One of the advantages of doing epidemiological studies on allergies and mild headaches is that they appear to be associated with dental fillings in a substantial number of subjects. An interesting characteristic of both problems is they are generally treated with over-the-counter medicine with the main advisor being a pharmacist; so even though they are quite common problems, they stay below the radar of the medical fraternity. This means that a study could not be done using existing medical records.
The advantage of choosing an easy target is that definitive results would be possible in a modest study. If a correlation can be established beyond doubt, then it would be easier to justify the major sort of study necessary to show whether there is also a correlation between amalgam and less common but more serious health problems like Alzheimers, MS, PD.
A medical research professional was kind enough to read this article but was not impressed:
"All observational data (like NHANES) can do is suggest possible associations. Unfortunately, there are always known and unknown biases in how subjects select themselves into the comparison groups. Only random assignment to comparison groups (randomized trials) can remove these biases. There are so many potential confounders that observational data are almost useless for this kind of investigation. The answers to the amalgam question will never be found in observational data."
I think this is a just criticism, especially as regards my hopes when I first looked into the NHANES data. I do know the reason for randomized trials but did not recognise at first how far removed the NHANES data is from the data that would be produced in a proper trial.

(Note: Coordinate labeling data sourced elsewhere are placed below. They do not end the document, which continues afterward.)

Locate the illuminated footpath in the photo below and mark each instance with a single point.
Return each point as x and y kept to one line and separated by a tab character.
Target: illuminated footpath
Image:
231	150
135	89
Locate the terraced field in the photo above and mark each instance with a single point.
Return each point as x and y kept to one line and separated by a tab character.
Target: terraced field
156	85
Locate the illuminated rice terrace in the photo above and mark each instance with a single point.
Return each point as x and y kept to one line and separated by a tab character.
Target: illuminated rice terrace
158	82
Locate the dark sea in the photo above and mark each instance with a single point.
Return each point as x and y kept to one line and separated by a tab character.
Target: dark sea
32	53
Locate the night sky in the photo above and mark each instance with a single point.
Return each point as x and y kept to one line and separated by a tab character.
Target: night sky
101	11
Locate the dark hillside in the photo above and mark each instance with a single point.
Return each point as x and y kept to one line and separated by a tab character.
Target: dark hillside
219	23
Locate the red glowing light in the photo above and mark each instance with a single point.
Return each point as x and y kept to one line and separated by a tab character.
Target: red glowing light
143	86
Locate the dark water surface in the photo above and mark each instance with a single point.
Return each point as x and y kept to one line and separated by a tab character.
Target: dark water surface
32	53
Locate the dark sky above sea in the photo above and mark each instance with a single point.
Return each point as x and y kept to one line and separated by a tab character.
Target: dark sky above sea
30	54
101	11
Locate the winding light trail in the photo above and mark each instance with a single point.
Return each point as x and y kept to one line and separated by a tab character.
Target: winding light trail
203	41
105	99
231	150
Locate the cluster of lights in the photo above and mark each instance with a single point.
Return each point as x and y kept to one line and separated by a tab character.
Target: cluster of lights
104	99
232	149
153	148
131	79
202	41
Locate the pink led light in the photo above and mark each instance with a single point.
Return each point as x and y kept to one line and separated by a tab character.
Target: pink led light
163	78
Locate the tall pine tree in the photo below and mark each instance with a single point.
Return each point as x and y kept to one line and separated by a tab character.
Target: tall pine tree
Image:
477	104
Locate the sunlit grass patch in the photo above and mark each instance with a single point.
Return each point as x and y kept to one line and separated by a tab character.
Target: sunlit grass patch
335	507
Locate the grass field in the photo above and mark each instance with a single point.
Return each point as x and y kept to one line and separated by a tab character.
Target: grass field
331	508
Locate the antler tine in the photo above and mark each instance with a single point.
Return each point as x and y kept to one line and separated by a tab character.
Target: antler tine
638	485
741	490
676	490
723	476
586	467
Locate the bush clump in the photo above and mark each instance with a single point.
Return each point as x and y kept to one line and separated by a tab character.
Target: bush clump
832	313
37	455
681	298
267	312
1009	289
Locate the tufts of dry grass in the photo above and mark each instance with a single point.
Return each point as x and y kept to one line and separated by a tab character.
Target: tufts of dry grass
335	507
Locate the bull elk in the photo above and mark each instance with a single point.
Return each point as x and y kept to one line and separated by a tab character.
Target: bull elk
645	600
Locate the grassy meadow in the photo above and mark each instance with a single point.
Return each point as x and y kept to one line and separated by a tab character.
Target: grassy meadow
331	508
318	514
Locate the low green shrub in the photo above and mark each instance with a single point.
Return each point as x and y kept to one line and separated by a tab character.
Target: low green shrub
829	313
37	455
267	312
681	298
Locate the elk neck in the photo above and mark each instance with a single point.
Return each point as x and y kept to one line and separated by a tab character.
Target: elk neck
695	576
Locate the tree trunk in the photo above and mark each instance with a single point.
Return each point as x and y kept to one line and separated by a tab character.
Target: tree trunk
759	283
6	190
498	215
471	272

Though designing a study for this question would be difficult. One of the dilemmas faced by experimenters is that some problems do not lend themselves to randomized trials. If one wanted to set up a trial comparing people with fillings to people with perfect teeth, the only way that random assignment would work is to start with subjects, all of whom had perfect teeth. This sort of experiment has been done with sheep and other animals but there are ethical concerns with giving people fillings they don't need.
I do still think that looking at something like the NHANES data is a useful first step in preparing to do a randomized trial — it might suggest a comparison that had not occurred to the experimenter and it might warn of difficulties that could be avoided.
For example: my analysis suggests that the easiest amalgam association to prove would be amalgam and allergies. But designing a trial would still be tricky — in the Bellinger trial, no association was found between amalgam and allergies. There are any number of possible explanations for this, including random variation. But possibly the most important explanation is that I was looking at data for adults and the Bellinger subjects were children. When I looked at NHANES data for children, I found no correlation between fillings and allergies. In fact, if anything, fillings seem to protect against allergies. The indication here is that the body chemistry of children and adults, which is quite different, may be important in determining whether the mercury sensitive among us get allergies from amalgam. And this should be taken into account in any trial that compares amalgam and allergies.
Drawing conclusions from the NHANES data is a bit like the farmer/hunter who looks out the kitchen window and sees a moose in the pasture. This is an unusual occurrence. There are a number of possibilities: (1) It really is a moose. (2) It's a brown cow which, through tricks of early morning light and shadow and an imperfect pane of glass in the window, looks just like a moose. (3) It's a mechanical moose of the sort that game wardens use to catch people hunting out of season. (4) It's the Berkowitzes in a moose costume.
It's probably a moose. But the farmer knows there are other explanations for what he is seeing. So does he ignore whatever it is and return to breakfast? Not bloody likely.
Medical researchers are a little more cautious.